Oggi   Vetulonia è un piccolo borgo  che, dall'alto di un poggio (344 m) domina la pianura grossetana, occupata in età etrusca  dal Lago Prile. Scarse sono le fonti storiche.

Dionisio di Alicarnasso la ricorda come alleata dei Latini contro Roma, nel VII sec.a.C. Silio Italico, nell'opera " le Puniche", parla dei simboli del potere di Roma come originari di Vetulonia: la sedia curule, il fascio littorio, la toga listrata.

La scoperta dell'esatta ubicazione dell'antica città etrusca si deve al Cav. Isidoro Falchi il quale, con i suoi scavi ottocenteschi, dimostrò essere false le dichiarazioni che volevano ubicarla in località diverse come: Viterbo, Vulci, Poggio Castiglione di Massa Marittima. Così dopo quasi sei secoli, con il Regio Decreto del 1887, la località che nel tempo si era chiamata Colonna di Buriano, riacquistò l'antico e legittimo nome di Vetulonia

Numerosi i ritrovamenti attraverso le varie campagne di scavi: le tombe a pozzetto, nelle zone di Poggio La Guardia- Poggio alle Birbe- Poggio al Bello-Belvedere, riferibili probabilmente al primo villaggio.

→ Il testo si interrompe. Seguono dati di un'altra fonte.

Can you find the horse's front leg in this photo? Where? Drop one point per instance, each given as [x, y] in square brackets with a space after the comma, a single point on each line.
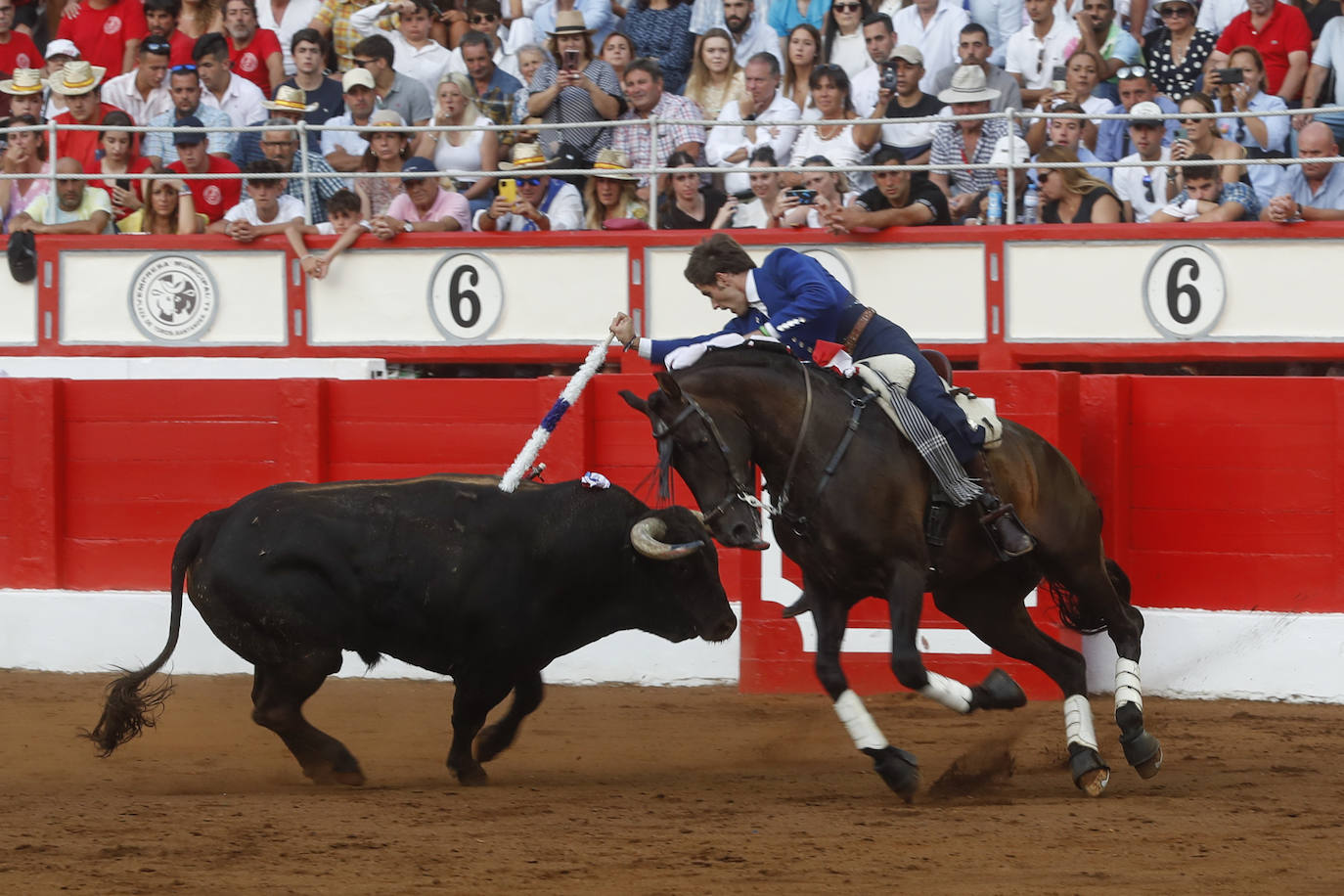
[897, 767]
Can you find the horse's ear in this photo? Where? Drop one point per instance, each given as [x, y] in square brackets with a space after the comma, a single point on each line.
[635, 400]
[668, 384]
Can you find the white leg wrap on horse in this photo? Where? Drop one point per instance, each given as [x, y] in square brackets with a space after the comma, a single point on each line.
[1078, 729]
[1128, 687]
[858, 722]
[949, 692]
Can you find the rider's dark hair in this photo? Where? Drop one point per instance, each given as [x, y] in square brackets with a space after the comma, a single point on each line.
[718, 254]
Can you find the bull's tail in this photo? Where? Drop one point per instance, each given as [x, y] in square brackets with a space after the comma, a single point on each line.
[129, 708]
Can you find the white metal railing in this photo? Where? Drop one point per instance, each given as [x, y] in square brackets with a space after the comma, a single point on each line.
[305, 130]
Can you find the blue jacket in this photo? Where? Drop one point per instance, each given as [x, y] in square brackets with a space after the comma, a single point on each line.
[802, 302]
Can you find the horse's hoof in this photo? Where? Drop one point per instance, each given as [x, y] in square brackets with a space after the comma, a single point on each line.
[998, 692]
[1095, 782]
[1091, 774]
[473, 777]
[898, 769]
[1152, 766]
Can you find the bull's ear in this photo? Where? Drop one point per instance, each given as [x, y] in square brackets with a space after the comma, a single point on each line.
[635, 400]
[668, 384]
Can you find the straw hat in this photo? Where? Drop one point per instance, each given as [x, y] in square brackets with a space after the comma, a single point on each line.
[77, 78]
[525, 156]
[613, 164]
[568, 22]
[388, 118]
[290, 100]
[967, 85]
[25, 81]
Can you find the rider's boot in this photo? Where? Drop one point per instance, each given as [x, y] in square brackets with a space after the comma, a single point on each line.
[1000, 520]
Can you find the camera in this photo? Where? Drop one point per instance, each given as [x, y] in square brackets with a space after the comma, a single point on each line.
[888, 76]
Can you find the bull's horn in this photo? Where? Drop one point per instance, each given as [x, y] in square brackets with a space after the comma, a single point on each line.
[647, 536]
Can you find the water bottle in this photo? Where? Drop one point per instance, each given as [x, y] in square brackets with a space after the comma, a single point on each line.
[995, 214]
[1031, 205]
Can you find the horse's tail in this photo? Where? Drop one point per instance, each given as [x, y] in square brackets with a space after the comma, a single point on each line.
[1082, 615]
[128, 709]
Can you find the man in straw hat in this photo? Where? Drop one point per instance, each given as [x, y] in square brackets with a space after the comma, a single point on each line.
[78, 83]
[24, 90]
[143, 93]
[291, 104]
[107, 32]
[17, 49]
[957, 143]
[541, 202]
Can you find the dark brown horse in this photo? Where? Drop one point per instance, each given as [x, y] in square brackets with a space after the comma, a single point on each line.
[859, 531]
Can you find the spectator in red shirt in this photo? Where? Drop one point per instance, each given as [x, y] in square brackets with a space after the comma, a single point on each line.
[107, 32]
[78, 83]
[254, 51]
[17, 49]
[1283, 39]
[212, 198]
[161, 22]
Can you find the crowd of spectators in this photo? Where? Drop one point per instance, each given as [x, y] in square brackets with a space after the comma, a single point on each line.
[736, 86]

Sono della seconda metà del VII sec.a.C. le grandi metà tombe monumentali, fatte in muratura a " tholos" come la "tomba della Petrera" e "del Diavolino"

Importanti da visitare sono anche gli " scavi di Città" ed  i resti delle mura dell' Arce .

Altre opere d'arte esistenti sono il " Convento " e l'affresco della " Madonna delle Grazie" sito nell'omonima Chiesetta. Il " Convento " era in passato l' Abbazia di S. Bartolomeo di Sestinga, fondata in origine sul poggio Badia Vecchia, nel XI secolo. In seguito trasferita dove oggi rimangono i resti di un importante costruzione, dotata di torre angolare con porta d'ingresso ad arco tondo.

L'affresco raffigura la Madonna con il Bambino, con ai lati S. Fabiano Vescovo e S. Sebastiano Martire ed è attribuibile alla scuola senese. Sembra che l'autore sia un allievo del più conosciuto Matteo di Giovanni.